レトロに興味のない人には、その次の世代のロシア製戦車T-72か、1000馬力のガスタービンエンジンを搭載したT-80がお薦めだ。後者は起伏に富んだ土地でも最大で時速70キロメートルまで加速できる。値段はそれぞれ2200万ルーブル(約35万㌦)と3700万ルーブル(約50万㌦)だ。

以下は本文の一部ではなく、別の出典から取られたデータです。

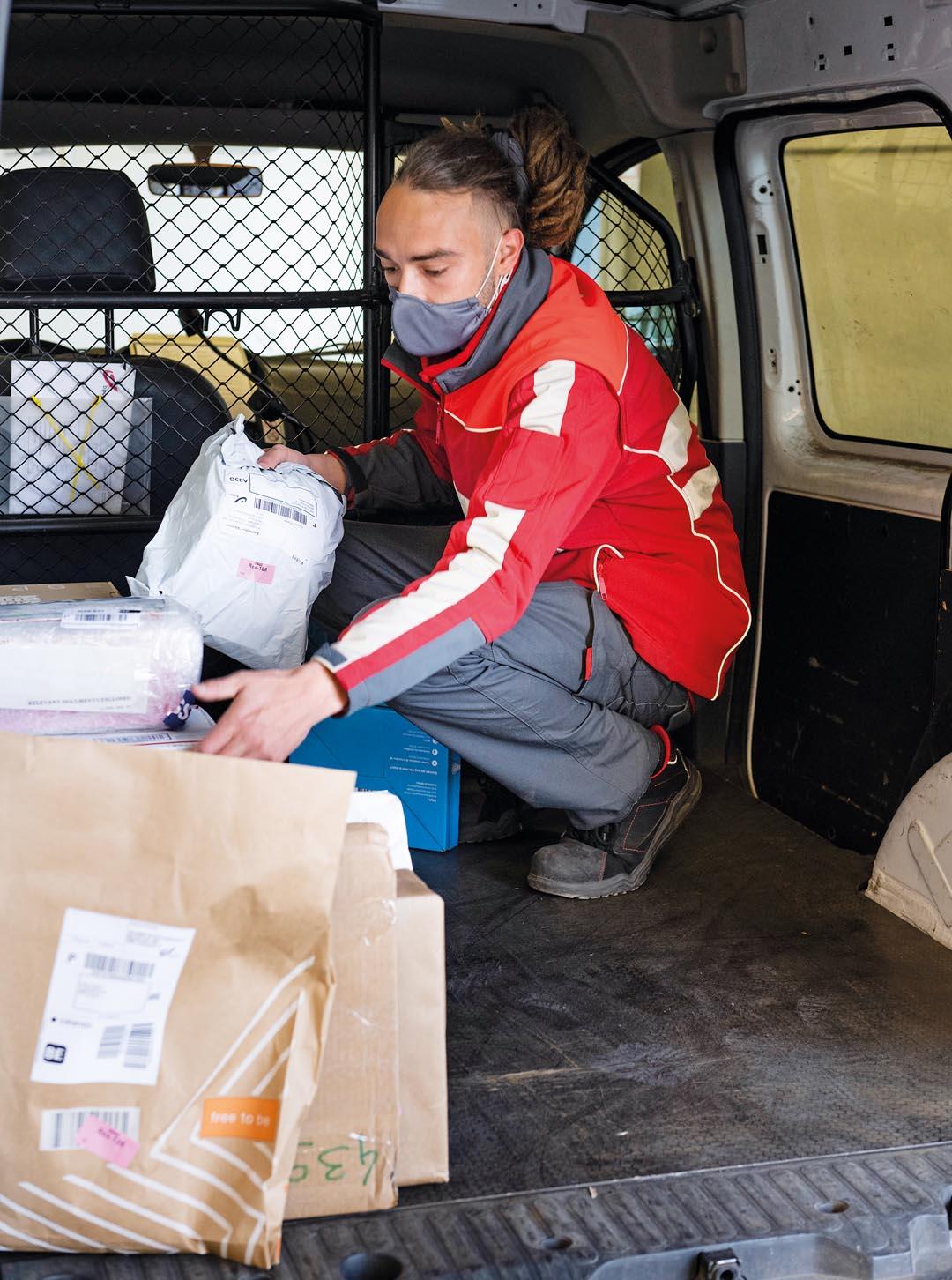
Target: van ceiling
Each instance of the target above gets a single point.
(629, 74)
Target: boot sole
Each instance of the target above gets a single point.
(677, 813)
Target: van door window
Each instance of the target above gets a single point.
(872, 212)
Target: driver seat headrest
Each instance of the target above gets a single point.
(73, 231)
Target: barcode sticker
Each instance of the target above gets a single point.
(59, 1129)
(138, 1047)
(108, 1001)
(136, 971)
(280, 509)
(90, 616)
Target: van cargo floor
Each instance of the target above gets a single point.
(649, 1086)
(748, 1004)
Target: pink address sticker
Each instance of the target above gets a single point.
(257, 571)
(105, 1142)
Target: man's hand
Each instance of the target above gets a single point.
(325, 465)
(272, 711)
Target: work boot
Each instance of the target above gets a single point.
(617, 858)
(487, 810)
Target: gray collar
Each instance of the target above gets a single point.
(524, 294)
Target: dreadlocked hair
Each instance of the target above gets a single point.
(548, 207)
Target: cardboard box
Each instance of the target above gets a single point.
(390, 754)
(50, 593)
(165, 993)
(422, 1142)
(348, 1143)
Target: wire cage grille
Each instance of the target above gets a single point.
(186, 234)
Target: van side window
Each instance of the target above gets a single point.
(622, 252)
(872, 217)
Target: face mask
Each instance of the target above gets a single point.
(435, 328)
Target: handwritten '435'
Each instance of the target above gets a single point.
(336, 1164)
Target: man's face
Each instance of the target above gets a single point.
(438, 246)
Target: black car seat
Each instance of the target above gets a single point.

これが100キロメートル当たりの消費ガソリンが7㍑の小型乗用車でないことは注意しておこう。T-72は、起伏の多い土地で100キロメートル進むと450㍑の軽油を消費する。戦車でドライブしたいなら、家のそばに自家用ガソリンスタンドを作ることも検討するべきだ。
戦車にどのような変更が加えられているか
残念だが、夜間に騒ぐ隣人に向けて大砲を放つことはできない。戦闘用の部品はすべて車体から取り除かれ、主砲の125mm砲は雀を撃つこともできない。
しかし、戦車の残りの部品は理想的な状態で保たれており、森や野原を縦横無尽に走るのに最適だ。

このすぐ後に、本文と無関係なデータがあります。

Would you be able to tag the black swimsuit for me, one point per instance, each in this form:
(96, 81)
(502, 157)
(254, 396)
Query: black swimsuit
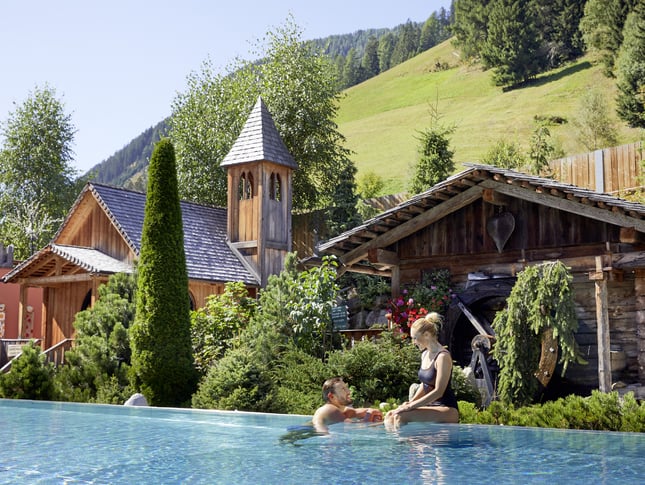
(428, 378)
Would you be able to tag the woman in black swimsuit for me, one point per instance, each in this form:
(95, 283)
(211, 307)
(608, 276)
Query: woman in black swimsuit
(434, 400)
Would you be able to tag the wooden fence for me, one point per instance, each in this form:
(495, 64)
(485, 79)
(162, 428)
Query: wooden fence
(612, 170)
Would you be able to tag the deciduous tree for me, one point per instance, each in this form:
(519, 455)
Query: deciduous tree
(298, 85)
(35, 170)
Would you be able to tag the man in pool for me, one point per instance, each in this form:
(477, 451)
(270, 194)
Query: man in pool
(337, 407)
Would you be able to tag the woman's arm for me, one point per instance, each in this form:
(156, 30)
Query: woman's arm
(443, 365)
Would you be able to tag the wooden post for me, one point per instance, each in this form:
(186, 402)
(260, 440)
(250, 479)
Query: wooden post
(639, 286)
(602, 317)
(395, 283)
(22, 309)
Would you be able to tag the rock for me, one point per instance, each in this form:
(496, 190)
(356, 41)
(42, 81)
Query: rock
(136, 399)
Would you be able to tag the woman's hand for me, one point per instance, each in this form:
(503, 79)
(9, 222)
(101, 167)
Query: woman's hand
(402, 408)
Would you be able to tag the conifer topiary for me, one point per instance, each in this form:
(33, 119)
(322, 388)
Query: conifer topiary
(162, 362)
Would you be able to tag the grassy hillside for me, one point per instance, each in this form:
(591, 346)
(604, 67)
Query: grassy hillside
(381, 117)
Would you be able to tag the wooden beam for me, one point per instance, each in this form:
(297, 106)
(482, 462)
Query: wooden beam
(245, 244)
(567, 205)
(381, 256)
(431, 215)
(22, 309)
(602, 317)
(364, 269)
(493, 197)
(56, 280)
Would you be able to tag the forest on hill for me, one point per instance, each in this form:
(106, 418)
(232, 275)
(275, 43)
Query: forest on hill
(357, 56)
(490, 72)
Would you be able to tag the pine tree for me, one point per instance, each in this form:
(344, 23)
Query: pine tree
(407, 43)
(602, 28)
(470, 26)
(512, 45)
(162, 360)
(558, 23)
(370, 63)
(630, 70)
(385, 48)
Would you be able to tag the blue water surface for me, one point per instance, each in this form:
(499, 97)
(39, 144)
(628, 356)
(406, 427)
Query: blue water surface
(52, 443)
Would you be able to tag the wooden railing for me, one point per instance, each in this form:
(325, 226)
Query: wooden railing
(55, 354)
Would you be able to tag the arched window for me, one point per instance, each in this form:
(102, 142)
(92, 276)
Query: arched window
(275, 189)
(240, 187)
(249, 189)
(245, 189)
(87, 301)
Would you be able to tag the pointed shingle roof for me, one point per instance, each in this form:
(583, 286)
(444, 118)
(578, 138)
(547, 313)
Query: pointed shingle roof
(208, 255)
(259, 140)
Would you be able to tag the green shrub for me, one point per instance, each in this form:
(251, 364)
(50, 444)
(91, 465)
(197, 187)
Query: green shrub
(214, 327)
(30, 377)
(465, 389)
(239, 380)
(298, 379)
(377, 370)
(600, 411)
(101, 351)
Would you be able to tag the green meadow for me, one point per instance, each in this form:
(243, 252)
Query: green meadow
(381, 118)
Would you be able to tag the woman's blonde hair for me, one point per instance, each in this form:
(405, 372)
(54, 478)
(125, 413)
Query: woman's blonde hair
(432, 323)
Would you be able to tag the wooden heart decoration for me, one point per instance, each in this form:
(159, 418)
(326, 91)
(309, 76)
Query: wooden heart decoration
(500, 227)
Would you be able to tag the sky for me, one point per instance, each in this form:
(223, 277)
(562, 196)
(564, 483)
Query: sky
(117, 65)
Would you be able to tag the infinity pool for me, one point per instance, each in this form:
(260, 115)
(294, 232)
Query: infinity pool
(53, 443)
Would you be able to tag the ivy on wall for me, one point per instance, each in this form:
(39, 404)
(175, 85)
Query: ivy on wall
(541, 299)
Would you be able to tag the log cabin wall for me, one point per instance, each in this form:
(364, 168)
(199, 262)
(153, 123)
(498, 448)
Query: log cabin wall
(62, 302)
(461, 244)
(623, 317)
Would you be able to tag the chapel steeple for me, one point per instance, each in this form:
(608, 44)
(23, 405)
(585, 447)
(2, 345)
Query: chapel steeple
(260, 171)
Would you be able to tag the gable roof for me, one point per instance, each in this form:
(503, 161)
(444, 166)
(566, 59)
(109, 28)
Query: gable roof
(259, 140)
(67, 259)
(465, 187)
(208, 255)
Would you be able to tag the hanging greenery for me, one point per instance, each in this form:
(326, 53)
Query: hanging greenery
(541, 299)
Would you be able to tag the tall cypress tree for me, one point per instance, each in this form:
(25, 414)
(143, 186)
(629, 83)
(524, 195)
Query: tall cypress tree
(162, 361)
(512, 45)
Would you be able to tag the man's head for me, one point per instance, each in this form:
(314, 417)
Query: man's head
(335, 391)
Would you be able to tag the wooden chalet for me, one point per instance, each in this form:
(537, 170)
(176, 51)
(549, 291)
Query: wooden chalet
(101, 235)
(485, 225)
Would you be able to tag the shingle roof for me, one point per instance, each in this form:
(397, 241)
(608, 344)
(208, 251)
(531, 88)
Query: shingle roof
(91, 260)
(259, 140)
(208, 255)
(351, 244)
(47, 262)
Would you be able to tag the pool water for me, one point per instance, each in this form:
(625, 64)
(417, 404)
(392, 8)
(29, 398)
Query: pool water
(49, 443)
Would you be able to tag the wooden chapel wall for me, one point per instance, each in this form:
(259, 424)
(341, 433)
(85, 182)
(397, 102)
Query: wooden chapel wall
(62, 303)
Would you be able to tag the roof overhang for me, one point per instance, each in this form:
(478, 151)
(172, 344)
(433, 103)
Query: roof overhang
(363, 249)
(56, 264)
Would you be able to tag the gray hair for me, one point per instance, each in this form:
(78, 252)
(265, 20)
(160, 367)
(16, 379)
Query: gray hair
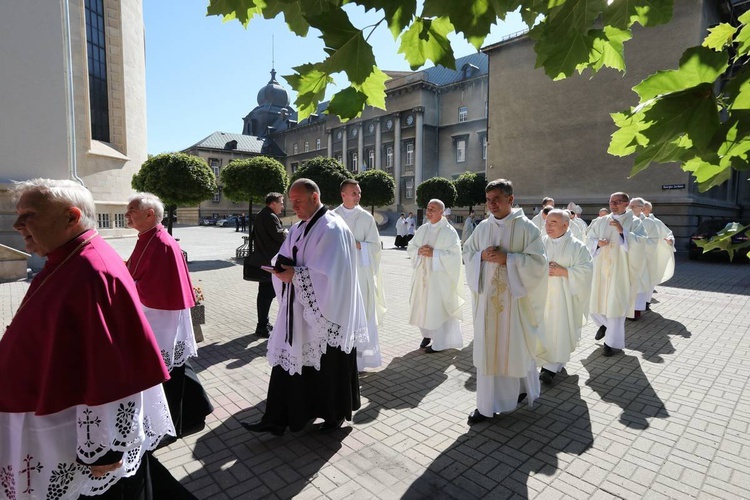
(438, 203)
(148, 200)
(638, 202)
(61, 192)
(565, 214)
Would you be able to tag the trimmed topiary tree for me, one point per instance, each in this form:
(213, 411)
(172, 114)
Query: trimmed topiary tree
(328, 174)
(378, 189)
(436, 187)
(176, 178)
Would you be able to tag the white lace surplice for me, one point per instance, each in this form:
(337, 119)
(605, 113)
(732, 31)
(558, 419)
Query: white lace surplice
(38, 456)
(173, 331)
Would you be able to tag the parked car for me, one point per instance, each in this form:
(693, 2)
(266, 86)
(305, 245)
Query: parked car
(230, 221)
(708, 229)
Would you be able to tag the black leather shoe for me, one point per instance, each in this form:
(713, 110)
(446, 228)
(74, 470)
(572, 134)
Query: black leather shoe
(261, 426)
(600, 333)
(329, 427)
(475, 417)
(546, 376)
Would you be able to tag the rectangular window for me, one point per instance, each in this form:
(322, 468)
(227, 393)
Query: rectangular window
(102, 221)
(97, 66)
(463, 114)
(409, 154)
(410, 188)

そう、森と野原限定だ。長距離トラックの運転手や乗用車の子供を怯えさせることは誰も許してくれない。しかも、無限軌道式の50トンの車両が通った道路を舗装し直すだけの金を常に貯めておくことは不可能だろう。
モスクワで戦車を買う方法
「全地形対応軍用車両協会」の関係者がロシア・ビヨンドに語ったところでは、戦車の購入には身分証明書以外の書類は一切必要ない。
「すべての車両が顧客それぞれの注文に応じて整備される。5月9日の戦勝記念日前にT-34が売れることが多い。国内の企業家やパトロンが、戦勝記念日を前に戦没者の冥福を祈ろうとT-34を購入する」と協会の全地形対応軍用車両開発マネージャーを務めるエヴゲーニー・テン氏は話す。
ただし、この会社は「戦車を国外に」供給することはない。戦闘用の部品がなくても、これらの車両は兵器と見なされるからだ。戦車工場に送れば、元通り戦闘可能な状態に戻せてしまう。もし外国人が自分だけのT-80やT-34を買いたければ、ロシア連邦内に自分の土地を買って、そこに戦車を置いておかなければならない。